От этой сдержанной ласки Маше стало себя жалко, под горло подкатился соленый комок.
— Устала, — откровенно призналась она и, помолчав, добавила — Устала, тетя Сынклета. Бегаешь, бегаешь…
— А я по тебе соскучилась. Давно уже мы не сидели вот так с тобой, не беседовали, как прежде… Помнишь?.. Каждый день вижу и все издалека. И обидно мне… Почему это ты меня обходишь, на работу не зовешь. Неужто я в коллективе лишняя стала? Или, может, думаешь — работать разучилась?
— Ну что вы, тетя Сыля! Я думала, вам возле своей хаты дела хватает. Нам вот всем колхозом построили, а вы сами… Надо и присмотреть, и рабочих накормить…
— Да нет их сейчас, рабочих… Ведь он же, как только снял людей со станции, так и со своей хаты разогнал всех — и своих колхозников, и свата Егора из Ясокорей. «Не хочу, говорит, чтобы пальцами тыкали». — Она замолчала и, вздохнув, сказала — И ему тяжело, Машечка. Не знаю, когда и спит. Бегает день и ночь. Злой.
— А толку мало.
Сынклета Лукинична долго молчала. Ей было больно за сына; только она, мать, знала, как он работает, как принимает все близко к сердцу. Но и Машу обидеть ей не хотелось, и, подумав, она кротко согласилась:
— Маловато. Но не все же сразу, Машенька…
— Сейчас опять пошел к Шаройке…
Плечи матери дрогнули, как от холодного прикосновения.

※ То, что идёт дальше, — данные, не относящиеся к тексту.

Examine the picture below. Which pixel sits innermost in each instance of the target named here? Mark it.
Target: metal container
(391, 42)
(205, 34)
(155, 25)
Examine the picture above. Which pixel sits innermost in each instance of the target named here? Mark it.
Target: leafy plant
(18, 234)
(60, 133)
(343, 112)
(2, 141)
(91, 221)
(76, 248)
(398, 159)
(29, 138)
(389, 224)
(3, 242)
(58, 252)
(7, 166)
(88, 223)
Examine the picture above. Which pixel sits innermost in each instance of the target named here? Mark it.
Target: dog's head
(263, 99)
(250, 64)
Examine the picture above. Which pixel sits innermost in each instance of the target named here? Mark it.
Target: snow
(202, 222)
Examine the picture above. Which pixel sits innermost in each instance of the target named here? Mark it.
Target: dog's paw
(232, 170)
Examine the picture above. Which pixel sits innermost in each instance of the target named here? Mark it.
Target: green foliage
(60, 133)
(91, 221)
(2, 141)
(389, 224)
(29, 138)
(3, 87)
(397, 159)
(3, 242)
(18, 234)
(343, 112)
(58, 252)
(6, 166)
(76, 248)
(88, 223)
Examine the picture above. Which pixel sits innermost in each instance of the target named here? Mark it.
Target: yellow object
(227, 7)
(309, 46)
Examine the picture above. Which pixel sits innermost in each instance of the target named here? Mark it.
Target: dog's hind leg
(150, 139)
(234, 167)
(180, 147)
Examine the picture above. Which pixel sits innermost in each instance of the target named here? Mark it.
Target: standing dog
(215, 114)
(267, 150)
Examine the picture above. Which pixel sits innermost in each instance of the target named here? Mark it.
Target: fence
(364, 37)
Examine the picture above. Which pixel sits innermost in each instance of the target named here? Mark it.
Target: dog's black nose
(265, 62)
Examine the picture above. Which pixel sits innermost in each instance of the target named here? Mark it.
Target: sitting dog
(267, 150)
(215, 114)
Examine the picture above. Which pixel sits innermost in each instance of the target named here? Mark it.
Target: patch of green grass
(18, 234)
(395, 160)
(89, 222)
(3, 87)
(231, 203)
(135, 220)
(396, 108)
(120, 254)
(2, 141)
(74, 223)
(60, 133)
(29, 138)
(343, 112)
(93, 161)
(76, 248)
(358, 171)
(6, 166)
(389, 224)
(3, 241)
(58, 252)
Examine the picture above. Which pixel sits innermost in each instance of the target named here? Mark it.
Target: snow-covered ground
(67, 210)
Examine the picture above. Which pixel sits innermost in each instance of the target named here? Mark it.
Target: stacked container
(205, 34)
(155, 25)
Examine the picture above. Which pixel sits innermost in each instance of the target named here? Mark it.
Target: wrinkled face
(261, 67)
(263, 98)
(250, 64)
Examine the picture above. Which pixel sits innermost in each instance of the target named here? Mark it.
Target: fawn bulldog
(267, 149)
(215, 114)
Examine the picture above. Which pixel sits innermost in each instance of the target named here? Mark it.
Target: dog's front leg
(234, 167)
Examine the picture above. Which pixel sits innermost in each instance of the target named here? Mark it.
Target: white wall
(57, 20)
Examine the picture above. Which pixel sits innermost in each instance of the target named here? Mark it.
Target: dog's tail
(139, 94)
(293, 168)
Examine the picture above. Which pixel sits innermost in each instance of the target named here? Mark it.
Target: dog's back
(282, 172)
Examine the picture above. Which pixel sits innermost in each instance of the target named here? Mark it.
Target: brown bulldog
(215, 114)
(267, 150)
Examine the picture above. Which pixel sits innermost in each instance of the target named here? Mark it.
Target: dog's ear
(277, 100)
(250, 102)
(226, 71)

— Дружка нашел, советчика… Пока он не перестанет слушать Шаройку, толку не будет.
Сынклета Лукинична минуту помолчала, потом тоже вдруг заговорила суровым тоном:
— А я, Маша, и тебя виню. Ну, пробежала между вами кошка. Я знаю, что он виноват… Молодой, горячий… Но ведь ты девушка. Неужто не можешь простить? Ты же знаешь, он гордый, и сам теперь, может, никогда не заговорит…
— Он гордый, а я, по-вашему, не гордая? Нет, тетя Сынклета, я тоже гордая: просить не пойду, — сказала она и сама испугалась своих слов.
Сынклета Лукинична вздохнула и сняла руку с плеча девушки.
— Гордости у вас у всех много, а вот ума иной раз не хватает.
— Вы на меня не обижайтесь, тетя Сыля. Я с вами, как с родной матерью…
На руку Маше упала горячая материнская слеза, но девушке почудилось, что не на руку, а на сердце упала она — так больно оно сжалось. Хотелось чем-нибудь утешить старушку, но не находилось нужных слов. И они долго сидели молча, прижавшись друг к другу.